The Exercise of a Power under the HTA must be for a Road Safety Purpose
 Under Ontario’s Highway Traffic Act (HTA), the police broad powers to stop motor vehicles for highway regulation and safety purposes, and, in some circumstances, to arrest drivers of motor vehicles.  [FN1] The Legislature granted the police these powers for the purpose of ensuring road safety.  The police are not free to use these powers for purposes other than highway regulation and safety.

Brown v. Durham Regional Police Force (1998), 1998 CanLII 7198 (ON CA);
R. v. Mayor, 2019 ONCA 578, at para. 6.

If the police do not have road safety purposes subjectively in mind, they cannot rely on the Highway Traffic Act powers to authorize the vehicle stop.  If the police cannot point to any other legal authority for the stop, the stop will not be authorized by law and so will violate s.9 of the Charter. 
R. v. Brown, supra;
R. v. Nolet2010 SCC 24 (CanLII)[2010] 1 S.C.R. 851, at para. 36;
R. v. Humphrey2011 ONSC 3024 (CanLII)237 C.R.R. (2d) 109.

Dual Purpose Stops OK
As long as the police have a road safety purpose subjectively in mind, they may also have other legitimate purposes in mind, such as the investigation of criminal activity. What is important is that the use of the Highway Traffic Act power not be a mere ruse or pretext to stop a vehicle in order to investigate a crime.
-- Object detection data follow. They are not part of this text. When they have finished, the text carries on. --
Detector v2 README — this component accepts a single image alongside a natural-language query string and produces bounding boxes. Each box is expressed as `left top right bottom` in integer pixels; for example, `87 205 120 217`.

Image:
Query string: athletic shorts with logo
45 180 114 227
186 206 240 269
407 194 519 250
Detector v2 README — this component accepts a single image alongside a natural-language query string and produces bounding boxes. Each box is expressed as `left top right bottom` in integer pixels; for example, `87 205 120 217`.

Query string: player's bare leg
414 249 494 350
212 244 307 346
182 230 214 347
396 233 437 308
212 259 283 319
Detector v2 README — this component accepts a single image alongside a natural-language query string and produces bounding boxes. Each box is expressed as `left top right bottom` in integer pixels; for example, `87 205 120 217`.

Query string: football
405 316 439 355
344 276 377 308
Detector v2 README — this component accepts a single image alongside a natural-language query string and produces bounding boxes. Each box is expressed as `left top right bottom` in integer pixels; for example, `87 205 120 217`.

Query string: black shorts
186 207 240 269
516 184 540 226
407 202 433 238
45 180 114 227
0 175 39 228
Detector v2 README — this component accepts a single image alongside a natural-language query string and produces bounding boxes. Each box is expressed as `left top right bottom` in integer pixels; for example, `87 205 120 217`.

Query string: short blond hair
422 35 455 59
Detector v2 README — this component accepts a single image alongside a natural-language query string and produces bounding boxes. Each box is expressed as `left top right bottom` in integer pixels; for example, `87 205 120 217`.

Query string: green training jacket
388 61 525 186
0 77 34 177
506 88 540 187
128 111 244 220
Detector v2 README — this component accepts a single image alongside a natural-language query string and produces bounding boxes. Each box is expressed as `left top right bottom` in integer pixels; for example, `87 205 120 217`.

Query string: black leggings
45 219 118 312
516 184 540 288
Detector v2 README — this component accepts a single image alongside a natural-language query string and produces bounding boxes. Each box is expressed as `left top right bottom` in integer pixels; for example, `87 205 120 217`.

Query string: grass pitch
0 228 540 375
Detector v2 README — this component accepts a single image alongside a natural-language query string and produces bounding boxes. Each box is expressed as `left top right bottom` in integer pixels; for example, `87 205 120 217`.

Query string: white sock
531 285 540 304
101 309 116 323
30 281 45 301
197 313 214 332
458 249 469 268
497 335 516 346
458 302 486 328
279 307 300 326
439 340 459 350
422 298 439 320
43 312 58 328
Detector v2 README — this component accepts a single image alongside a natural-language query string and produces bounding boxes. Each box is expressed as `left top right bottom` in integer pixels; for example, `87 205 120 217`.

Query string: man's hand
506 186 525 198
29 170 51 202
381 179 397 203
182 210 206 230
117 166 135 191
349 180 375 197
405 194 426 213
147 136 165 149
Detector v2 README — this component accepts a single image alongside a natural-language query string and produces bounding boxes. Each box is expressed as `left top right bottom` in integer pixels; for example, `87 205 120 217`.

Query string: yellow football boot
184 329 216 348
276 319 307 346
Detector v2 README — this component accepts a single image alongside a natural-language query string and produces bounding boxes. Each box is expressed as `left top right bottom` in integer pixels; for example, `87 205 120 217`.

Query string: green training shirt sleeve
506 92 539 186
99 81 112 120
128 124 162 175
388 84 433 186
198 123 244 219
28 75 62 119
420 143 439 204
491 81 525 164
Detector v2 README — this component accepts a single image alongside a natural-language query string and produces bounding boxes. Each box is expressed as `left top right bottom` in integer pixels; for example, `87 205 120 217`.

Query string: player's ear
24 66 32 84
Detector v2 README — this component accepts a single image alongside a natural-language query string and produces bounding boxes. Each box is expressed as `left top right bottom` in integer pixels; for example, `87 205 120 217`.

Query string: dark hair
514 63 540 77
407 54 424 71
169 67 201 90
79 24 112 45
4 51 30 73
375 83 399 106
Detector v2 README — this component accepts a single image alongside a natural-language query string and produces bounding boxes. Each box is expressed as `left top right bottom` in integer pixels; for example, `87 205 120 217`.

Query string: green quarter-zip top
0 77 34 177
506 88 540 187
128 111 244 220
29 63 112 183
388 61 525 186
Determining the True Purpose for the Vehicle Stop
When an accused challenges an officer’s invocation of the detention powers under the HTA, it is incumbent upon the court to make a factual determination as to whether the officer actually formed a "legitimate intention" to make the detention or arrest for road safety purposes; or whether the officer was using the Highway Traffic Act as a pretext to stop a vehicle for some other purpose, such as to investigate a crime. 
To do this the court must consider all the circumstances, including the following: the evidence of the officers, the evidence of the detained person, the circumstances of the stop, and the police conduct during the stop.
Brown, at p. 238; 
Gonzales, 2017 ONCA 543 (CanLII), at para. 67. 

Can does not mean Did
That the police, in the circumstances, can exercise a power under the HTA is not dispositive of the issue of whether the police had formed a legitimate intention to exercise the HTA power for a road safety purpose.
See for instance R. v. Mayor, 2019 ONCA 578.

In R. v. Major, the accused’s driver’s licence had been suspended.  The police knew this, and that the accused continued, nevertheless, to operate a motor vehicle.  Police stopped the appellant’s vehicle and arrested the appellant, purportedly under the HTA for the offence of driving while suspended. [FN1]   The appellant had been the target of a fruitless drug investigation by the police.  The Court of Appeal for Ontario overturned the appellant’s conviction and granted a new trial, holding that the trial judge had erred in failing to determine whether the officers subjectively formed an intention to arrest the appellant for a road safety purpose, notwithstanding the fact that the officers had the lawful ability to arrest the appellant under the HTA for a road safety/highway regulation purpose.

[FN1] For instance, section 216(1) of the Highway Traffic Act gives an officer the power to stop a vehicle, even if the stop is random and the officer lacks reasonable and probable grounds or even reasonable suspicion: R. v. Gonzales2017 ONCA 543 (CanLII), at para. 55.

[FN2] Section 217(2) of the Highway Traffic Act authorizes an officer to make a warrantless arrest of a person who the officer believes on reasonable and probable grounds to be driving while suspended. If the officer is satisfied that a person is driving while suspended, the officer also has the duty to detain and impound the vehicle: Highway Traffic Act, s. 55.2(1).